Robert Frost is one of the most famous poets of all time. He is the name that defines American poetry. ‘Stopping by the Woods on a Snowy Evening’ is a poem that justifies Frost’s fame and popularity.
‘Stopping by the Woods on a Snowy Evening’ seems like a very simple and normal poem about a person just looking at the beauty of snowflakes and a frozen lake.
But as you read and understand the inner turmoil that the speaker is going through and notice the storm brewing under these calming lines, the meaning of the poem changes completely.
Let’s take a look at the poem first and then at the summary to explain everything you need to know.
Stopping by the Woods on a Snowy Evening
Whose woods these are I think I know. His house is in the village though; He will not see me stopping here To watch his woods fill up with snow. My little horse must think it queer To stop without a farmhouse near Between the woods and frozen lake The darkest evening of the year. He gives his harness bells a shake To ask if there is some mistake. The only other sound’s the sweep Of easy wind and downy flake. The woods are lovely, dark and deep, But I have promises to keep, And miles to go before I sleep, And miles to go before I sleep.

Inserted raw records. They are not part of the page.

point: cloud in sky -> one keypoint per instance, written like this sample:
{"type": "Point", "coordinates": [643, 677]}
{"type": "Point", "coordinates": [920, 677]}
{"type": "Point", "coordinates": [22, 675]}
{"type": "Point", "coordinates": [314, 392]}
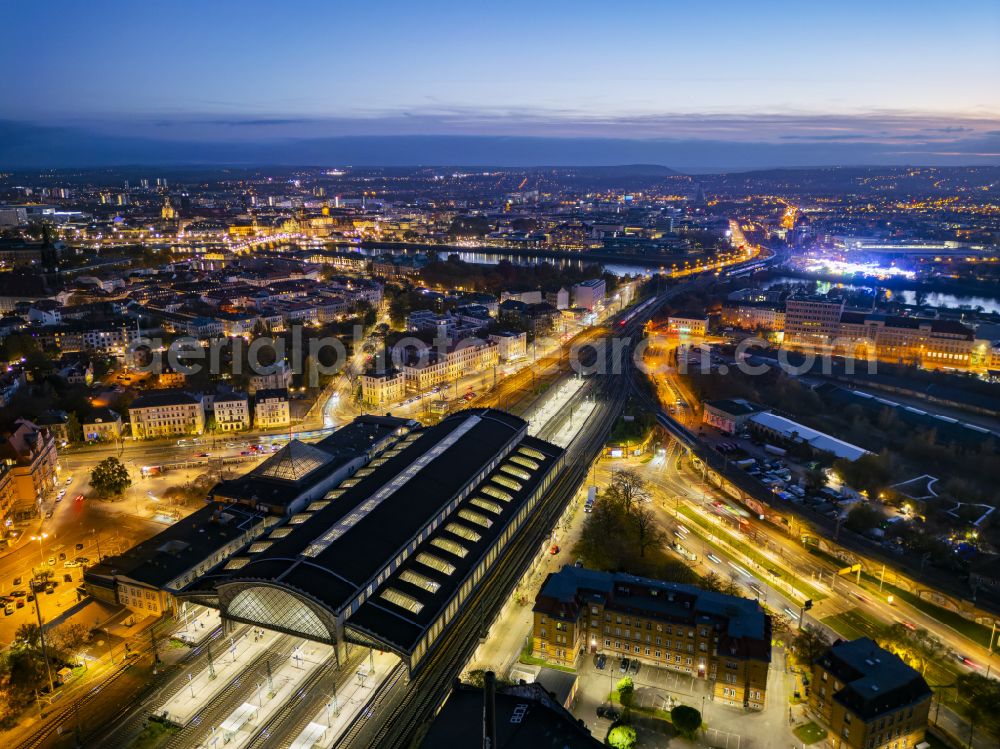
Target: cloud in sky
{"type": "Point", "coordinates": [688, 143]}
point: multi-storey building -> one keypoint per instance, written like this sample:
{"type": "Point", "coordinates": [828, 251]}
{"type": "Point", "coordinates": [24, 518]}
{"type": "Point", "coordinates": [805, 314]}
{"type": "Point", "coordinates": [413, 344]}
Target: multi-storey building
{"type": "Point", "coordinates": [868, 698]}
{"type": "Point", "coordinates": [687, 326]}
{"type": "Point", "coordinates": [813, 319]}
{"type": "Point", "coordinates": [724, 639]}
{"type": "Point", "coordinates": [279, 377]}
{"type": "Point", "coordinates": [379, 388]}
{"type": "Point", "coordinates": [425, 369]}
{"type": "Point", "coordinates": [588, 294]}
{"type": "Point", "coordinates": [754, 316]}
{"type": "Point", "coordinates": [166, 414]}
{"type": "Point", "coordinates": [271, 409]}
{"type": "Point", "coordinates": [232, 412]}
{"type": "Point", "coordinates": [30, 453]}
{"type": "Point", "coordinates": [926, 342]}
{"type": "Point", "coordinates": [511, 346]}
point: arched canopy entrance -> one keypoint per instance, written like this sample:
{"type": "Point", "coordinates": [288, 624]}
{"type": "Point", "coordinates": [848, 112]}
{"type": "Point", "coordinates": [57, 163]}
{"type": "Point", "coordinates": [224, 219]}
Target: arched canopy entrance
{"type": "Point", "coordinates": [276, 608]}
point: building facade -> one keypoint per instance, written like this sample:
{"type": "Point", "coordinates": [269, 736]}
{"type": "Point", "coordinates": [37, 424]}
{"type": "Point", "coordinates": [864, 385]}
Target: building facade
{"type": "Point", "coordinates": [166, 414]}
{"type": "Point", "coordinates": [723, 639]}
{"type": "Point", "coordinates": [232, 413]}
{"type": "Point", "coordinates": [868, 698]}
{"type": "Point", "coordinates": [271, 409]}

The poem starts with a very bizarre tone and you can sense the sadness and disinterested nature of the speaker. As he is passing by the woods, he notices it and stops.
The speaker knows the person who owns the land. He says that the owner would not mind if he stopped here for a second and watched the snow. Of course, the owner would not mind if he just saw the woods.
Metaphor meaning: Seeing is something that no one would mind. But the speaker says this because he is not just intending to see the woods, but do something else as well.
The speaker is not alone. He is with his horse and he knows that the horse can sense the oddness of them standing still in this dark place, near the frozen lake and the woods.
They must be rushing back home on this cold and dark evening. The speaker knows that the horse will show its protest.
Metaphor meaning: The speaker is not alone. While he is considering ending his life in the woods, he does not want to do it because the horse in some way pulls him back from that thought.
The horse, as expected by the speaker, makes a gesture to ask if there has been any mistake. The horse wants to know why they stopped in the middle of nowhere.
Metaphor: In a symbolic way, the horse making the sound in an almost noiseless environment pulls the speaker back to reality. The horse lets him know that there is a journey they need to take and a destination to reach.
Although the sound of the wind makes the speaker lost in his thoughts, the horse’s harness bell makes him snap out of his thoughts.
Finally, thanks to the horse, the speaker realizes that he does have promises to keep. Even though the thought of ending his life in the woods is enticing, he still has a lot of things to do and achieve.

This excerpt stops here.